When the door shut behind her, she let out the breath she wasn’t aware she was holding. She went two doors down the hall.

“Did we get enough?” she asked the rest of her team, who’d crowded into the observation/printer room to watch the interrogation.

Baldwin was the one who answered. “Yep. Like you said, he openly admitted to seeing your tapes. The voice prints should be perfect, you captured a range of emotions. This will seal the deal with the videotape of you and David Martin, the voice on the tape can be digitally matched to the spliced voice and we’ve got yet another charge to hang on him, and another example of how your good name was falsely besmirched.”

“Besmirched. I like that word.”

They shared a smile, then Lincoln cleared his throat. “Oh for God’s sake, you two need to get a room.”

Laughter rang out, which helped. Taylor felt dirty after her meeting with Anderson. He’d always known just the right things to say to get under her skin. It was the reason she’d lost her temper with him all those years ago, kicked him in the nuts so hard that they ascended and had to be surgically fixed. The odds of him fathering a child were exceptionally slim, and Taylor caught herself before she felt bad about his loss of a son. Her grief was reserved for the baby, a child that never had a chance to live because his parents were idiots.

Antonio Giormanni was being indicted as they spoke, but was cutting a sweet deal with the D.A. to testify fully against Henry Anderson. Todd Wolff, still swearing up and down that he didn’t kill his wife, was also getting some consideration in exchange for his testimony. It was going to be a long, convoluted trial, but Taylor had every confidence that the state would throw Henry away for life this time.

As everyone made plans to get drinks at Mulligan’s Pub, down on 2nd Avenue, she wished she had that last little bit of the puzzle. Direct causal verification of Corinne’s murderer. They’d get it sooner or later, but she’d prefer it sooner.

Everyone split up to do the last-minute items that needed to be addressed before they could call this a day. A successfully solved case, on several different levels. She straightened all the papers in her office. She answered a couple of e-mails. She placed the last items in the murder book, Corinne Wolff’s autopsy photos juxtaposed with a photo of her and Todd on their wedding day, lifted from the front table in their foyer. The woodsy background looked especially green tonight, Corinne a luminous wood sprite in white. What an incredible waste.

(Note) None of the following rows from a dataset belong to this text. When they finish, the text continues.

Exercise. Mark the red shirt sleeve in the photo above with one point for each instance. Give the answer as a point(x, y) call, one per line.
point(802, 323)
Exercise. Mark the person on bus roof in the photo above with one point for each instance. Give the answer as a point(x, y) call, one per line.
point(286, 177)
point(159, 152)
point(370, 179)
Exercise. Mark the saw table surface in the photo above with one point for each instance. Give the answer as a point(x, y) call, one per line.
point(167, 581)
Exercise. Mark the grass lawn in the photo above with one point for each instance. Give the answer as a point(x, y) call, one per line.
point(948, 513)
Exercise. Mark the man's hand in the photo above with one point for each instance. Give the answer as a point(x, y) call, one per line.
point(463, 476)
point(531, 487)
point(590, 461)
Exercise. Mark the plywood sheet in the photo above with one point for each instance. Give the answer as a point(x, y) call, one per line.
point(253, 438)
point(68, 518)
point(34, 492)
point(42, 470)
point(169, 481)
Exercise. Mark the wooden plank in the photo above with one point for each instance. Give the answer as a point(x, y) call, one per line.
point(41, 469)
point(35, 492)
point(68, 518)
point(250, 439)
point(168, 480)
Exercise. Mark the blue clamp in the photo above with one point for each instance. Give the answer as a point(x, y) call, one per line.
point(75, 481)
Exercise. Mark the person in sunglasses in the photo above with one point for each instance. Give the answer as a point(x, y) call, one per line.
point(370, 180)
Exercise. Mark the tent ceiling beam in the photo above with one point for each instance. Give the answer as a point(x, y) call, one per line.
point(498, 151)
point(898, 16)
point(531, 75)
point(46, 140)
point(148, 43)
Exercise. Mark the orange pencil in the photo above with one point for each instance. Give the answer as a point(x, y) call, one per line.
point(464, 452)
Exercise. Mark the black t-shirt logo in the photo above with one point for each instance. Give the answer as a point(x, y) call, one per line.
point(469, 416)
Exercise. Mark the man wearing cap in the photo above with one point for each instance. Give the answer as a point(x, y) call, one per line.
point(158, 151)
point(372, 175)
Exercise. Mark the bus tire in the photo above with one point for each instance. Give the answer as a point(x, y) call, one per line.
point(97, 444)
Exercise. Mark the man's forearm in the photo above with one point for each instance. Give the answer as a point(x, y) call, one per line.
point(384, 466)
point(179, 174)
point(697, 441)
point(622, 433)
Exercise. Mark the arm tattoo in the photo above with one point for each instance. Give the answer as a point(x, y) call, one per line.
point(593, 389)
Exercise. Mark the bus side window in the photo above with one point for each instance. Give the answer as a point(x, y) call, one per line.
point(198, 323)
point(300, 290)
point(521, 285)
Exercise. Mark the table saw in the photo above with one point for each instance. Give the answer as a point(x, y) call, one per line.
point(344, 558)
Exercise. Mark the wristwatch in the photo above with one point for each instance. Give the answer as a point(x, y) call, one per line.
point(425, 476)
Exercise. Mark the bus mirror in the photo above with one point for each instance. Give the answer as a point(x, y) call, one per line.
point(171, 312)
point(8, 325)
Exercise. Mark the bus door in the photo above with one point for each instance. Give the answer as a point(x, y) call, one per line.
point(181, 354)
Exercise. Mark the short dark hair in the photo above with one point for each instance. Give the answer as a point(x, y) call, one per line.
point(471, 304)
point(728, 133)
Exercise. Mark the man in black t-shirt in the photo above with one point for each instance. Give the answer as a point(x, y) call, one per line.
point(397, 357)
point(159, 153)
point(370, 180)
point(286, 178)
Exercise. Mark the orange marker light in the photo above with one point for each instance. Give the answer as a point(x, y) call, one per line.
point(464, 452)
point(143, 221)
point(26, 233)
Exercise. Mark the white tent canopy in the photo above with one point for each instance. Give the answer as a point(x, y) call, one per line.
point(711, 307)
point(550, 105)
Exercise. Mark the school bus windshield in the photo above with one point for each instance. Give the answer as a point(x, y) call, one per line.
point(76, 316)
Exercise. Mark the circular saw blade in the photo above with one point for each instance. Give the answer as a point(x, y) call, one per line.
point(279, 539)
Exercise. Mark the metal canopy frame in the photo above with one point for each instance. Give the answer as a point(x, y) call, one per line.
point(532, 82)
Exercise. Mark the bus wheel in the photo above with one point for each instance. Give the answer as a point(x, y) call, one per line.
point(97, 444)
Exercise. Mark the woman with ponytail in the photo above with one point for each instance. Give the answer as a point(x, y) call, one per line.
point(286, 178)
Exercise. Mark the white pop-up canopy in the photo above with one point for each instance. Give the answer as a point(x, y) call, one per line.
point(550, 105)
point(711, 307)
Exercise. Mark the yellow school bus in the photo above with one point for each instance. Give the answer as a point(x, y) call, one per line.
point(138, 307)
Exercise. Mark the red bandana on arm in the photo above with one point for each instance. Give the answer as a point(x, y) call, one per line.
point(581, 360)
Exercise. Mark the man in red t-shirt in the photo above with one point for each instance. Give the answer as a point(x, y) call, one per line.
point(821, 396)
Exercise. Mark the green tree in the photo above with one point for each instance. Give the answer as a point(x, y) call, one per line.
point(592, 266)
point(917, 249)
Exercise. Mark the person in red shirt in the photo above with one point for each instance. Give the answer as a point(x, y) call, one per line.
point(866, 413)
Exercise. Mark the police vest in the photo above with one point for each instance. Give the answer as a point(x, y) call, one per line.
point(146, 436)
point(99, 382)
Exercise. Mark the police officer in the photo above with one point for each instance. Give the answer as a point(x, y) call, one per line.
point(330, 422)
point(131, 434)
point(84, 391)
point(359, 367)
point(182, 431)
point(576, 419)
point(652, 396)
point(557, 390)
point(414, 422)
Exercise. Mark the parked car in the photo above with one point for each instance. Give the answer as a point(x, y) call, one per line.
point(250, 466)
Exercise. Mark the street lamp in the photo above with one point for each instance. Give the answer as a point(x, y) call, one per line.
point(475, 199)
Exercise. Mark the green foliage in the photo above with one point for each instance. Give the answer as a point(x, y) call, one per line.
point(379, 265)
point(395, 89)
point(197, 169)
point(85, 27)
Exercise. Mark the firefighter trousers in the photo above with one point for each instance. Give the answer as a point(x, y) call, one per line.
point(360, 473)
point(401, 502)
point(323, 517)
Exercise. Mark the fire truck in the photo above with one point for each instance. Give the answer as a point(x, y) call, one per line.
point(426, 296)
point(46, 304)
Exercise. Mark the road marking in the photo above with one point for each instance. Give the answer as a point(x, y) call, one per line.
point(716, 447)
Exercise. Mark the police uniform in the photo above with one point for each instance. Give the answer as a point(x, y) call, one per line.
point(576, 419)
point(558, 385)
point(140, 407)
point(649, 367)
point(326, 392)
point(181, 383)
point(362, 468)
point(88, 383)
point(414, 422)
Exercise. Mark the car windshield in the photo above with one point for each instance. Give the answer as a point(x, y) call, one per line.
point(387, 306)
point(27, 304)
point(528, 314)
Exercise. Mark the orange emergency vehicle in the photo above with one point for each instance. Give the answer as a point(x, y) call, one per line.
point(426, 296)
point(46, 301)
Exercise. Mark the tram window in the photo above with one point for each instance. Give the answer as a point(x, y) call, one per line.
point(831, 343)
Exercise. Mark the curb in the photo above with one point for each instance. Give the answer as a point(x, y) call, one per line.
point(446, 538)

And that precious little girl, Hayden. A thought hit her. Hayden’s blond hair, so different from her parents’ dark. What if Anderson had fathered Hayden as well? It was a long shot, but Taylor wrote the idea on a Post-it note and stuck it to the inside of the murder book. It didn’t really matter if Anderson was Hayden’s father, but it might help with the timeline. There were plenty of details to be ironed out, the case still needed to be properly prepared before going to trial. There were no guarantees in today’s judicial system. She heaved a sigh.